Although this blog is dedicated to the finer things in life, and opera is one of them, this writer finds it deliciously, comically ironic that arguably the most famous aria in La Traviata is a drinking song.
That is precisely the spirit of one of Verdi’s finest, most-beloved works, which is currently being staged by the Vancouver Opera Society. The so-called “drinking song” is a defiant celebration of one woman’s indefatigable spirit and refusal but to enjoy life in the moment, for “life is a folly” according to her worldview, without any cares for tomorrow. This is because she is one of those consumptive types in nineteenth century Paris who somehow remains full of voice and prone to fainting spells in overcrowded ballrooms. The play’s title literally means “the fallen woman”, and Violetta succeeds beautifully on this. In the opera’s first act, Violetta throws a lavish party to celebrate her recovery from a long illness, where she ends up ditching her current rich lover for a younger plaything. Fast-forward to several months later, when Violetta and the young man, Alfredo, have moved in together, akin to social suicide in those days. Like many a party girl no matter what the era, her reputation precedes her and threatens her social standing and future prospects. And since I mentioned that Violetta is consumptive, I wouldn’t spoil anything by saying that the play does not end well.
Nevertheless, there is much joy encapsulated in such a simple, uncluttered story, and Verdi knows how to keep things just a little playful in order to save the opera from drowning in sentimentality. His light touch with language is in stark contrast, although to be fair in far smaller scope, than grander-scale operas such as Wagner’s Ring Cycle. It is a story of a life misspent on capturing fleeting romantic glory in the face of impending mortality. Despite her foolish choices, the love between Violetta and Alfredo is pure and withstands social pressure and external demands. For those who arrive at this play at a young age, the arias shout love from the rooftops, economic necessity and reputation be damned! This is also the play from which the words "worthy of contempt is the man" first uttered.

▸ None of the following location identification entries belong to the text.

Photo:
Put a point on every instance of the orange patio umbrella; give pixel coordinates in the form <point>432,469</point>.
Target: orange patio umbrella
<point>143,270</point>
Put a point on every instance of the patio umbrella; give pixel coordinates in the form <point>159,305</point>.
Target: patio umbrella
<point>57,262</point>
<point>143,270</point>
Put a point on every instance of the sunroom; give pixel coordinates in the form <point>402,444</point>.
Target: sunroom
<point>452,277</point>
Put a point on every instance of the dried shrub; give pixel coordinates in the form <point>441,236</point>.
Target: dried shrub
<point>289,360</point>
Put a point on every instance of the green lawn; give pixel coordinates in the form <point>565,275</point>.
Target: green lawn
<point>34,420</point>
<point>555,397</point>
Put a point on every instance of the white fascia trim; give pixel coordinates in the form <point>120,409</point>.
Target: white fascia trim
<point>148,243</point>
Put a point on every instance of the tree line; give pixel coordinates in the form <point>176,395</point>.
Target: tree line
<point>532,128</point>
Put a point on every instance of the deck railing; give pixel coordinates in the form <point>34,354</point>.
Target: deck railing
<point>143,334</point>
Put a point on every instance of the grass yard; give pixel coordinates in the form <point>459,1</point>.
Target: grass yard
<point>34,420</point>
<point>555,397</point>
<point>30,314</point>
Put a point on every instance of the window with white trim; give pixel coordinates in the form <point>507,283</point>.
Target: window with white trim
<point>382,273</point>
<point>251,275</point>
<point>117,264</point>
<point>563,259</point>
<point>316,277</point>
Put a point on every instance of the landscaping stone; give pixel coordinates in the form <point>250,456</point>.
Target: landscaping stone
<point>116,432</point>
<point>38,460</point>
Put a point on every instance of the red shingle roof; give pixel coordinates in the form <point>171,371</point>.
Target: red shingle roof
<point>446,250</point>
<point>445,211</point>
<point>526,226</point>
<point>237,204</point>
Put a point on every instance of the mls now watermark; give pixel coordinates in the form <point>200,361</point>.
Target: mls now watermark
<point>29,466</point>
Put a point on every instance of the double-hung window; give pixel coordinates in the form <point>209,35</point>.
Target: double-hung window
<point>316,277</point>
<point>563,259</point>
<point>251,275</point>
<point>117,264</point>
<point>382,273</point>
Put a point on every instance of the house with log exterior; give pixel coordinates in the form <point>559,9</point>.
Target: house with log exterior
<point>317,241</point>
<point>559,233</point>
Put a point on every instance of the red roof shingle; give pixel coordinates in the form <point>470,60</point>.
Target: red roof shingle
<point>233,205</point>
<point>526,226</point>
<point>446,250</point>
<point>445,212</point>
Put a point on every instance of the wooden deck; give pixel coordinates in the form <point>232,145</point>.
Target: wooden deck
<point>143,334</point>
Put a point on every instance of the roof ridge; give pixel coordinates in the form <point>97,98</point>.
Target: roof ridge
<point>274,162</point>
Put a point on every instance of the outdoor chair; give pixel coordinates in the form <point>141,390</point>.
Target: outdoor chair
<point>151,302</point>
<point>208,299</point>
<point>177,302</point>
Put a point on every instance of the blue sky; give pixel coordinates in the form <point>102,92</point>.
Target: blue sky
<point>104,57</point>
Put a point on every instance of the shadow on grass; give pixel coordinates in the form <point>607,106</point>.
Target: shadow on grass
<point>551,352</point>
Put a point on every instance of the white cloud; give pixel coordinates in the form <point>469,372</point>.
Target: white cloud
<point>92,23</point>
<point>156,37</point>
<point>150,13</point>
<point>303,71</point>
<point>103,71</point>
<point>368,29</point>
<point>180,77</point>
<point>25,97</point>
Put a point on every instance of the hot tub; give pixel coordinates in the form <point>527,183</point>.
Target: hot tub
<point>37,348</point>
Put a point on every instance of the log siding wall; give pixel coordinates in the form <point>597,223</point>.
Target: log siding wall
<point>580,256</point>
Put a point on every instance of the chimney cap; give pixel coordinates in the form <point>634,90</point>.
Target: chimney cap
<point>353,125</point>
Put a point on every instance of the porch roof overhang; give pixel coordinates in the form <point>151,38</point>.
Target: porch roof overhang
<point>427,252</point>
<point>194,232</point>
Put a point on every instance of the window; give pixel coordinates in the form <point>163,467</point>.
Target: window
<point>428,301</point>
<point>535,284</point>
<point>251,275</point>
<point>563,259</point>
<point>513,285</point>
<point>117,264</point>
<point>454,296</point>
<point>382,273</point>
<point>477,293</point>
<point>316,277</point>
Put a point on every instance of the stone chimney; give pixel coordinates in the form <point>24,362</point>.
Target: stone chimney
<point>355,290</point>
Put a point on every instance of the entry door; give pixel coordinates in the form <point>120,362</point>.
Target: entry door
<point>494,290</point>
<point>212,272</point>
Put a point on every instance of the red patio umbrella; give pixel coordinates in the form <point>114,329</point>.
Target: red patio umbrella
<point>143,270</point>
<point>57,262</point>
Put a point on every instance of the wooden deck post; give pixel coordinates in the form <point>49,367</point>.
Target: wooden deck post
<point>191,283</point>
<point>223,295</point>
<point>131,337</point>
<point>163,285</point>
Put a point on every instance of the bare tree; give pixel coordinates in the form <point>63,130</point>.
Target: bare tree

It is a sad state of affairs that the arts continue to suffer. Although the Vancouver Opera’s current production is drawing rave reviews and playing to packed houses, it was announced that the Society has reported a loss for the 2010/2011 year. Thankfully, in a sign that there is a God and She is merciful, a recent gift of $1 million was made to the Opera to train young and emerging musical talent. And what did you contribute to the arts lately?
Tickets are available for the Vancouver Opera’s production of La Traviata on their website. Performances began on April 30 and continue to play on May 7, 10 and 12, at 7:30 pm nightly. The work itself is 2 and a quarter hours long, plus intermission, so although it’s a relatively short evening at the opera, it will nurture you long after. The Blogger is tickled pink that his friend, the lovely and talented soprano Barb Towell, plays a key supporting role in this version. Ms. Towell counts Verdi amongst her favourite composers.
To prepare yourself for the production or if you would like a refresher before attending, listen to any recording with Renee Fleming or Joan Sutherland in the title role. There is a remarkable production available on DVD starring Angela Gheorghiu, conducted by Sir Georg Solti and presented at the Royal Opera House in Covent Garden, to give a greater visual representation. And in case you’re wondering just where you may have heard a couple of the songs before in a more familiar setting, it was also the opera Richard Gere took Julia Roberts to see in Pretty Woman (you can skip to the 2:30 mark to see their arrival at the theatre).
The saying in the recent Georgia Straight review is true: a classic is a joy forever. Enrich your soul by seeing La Traviata today.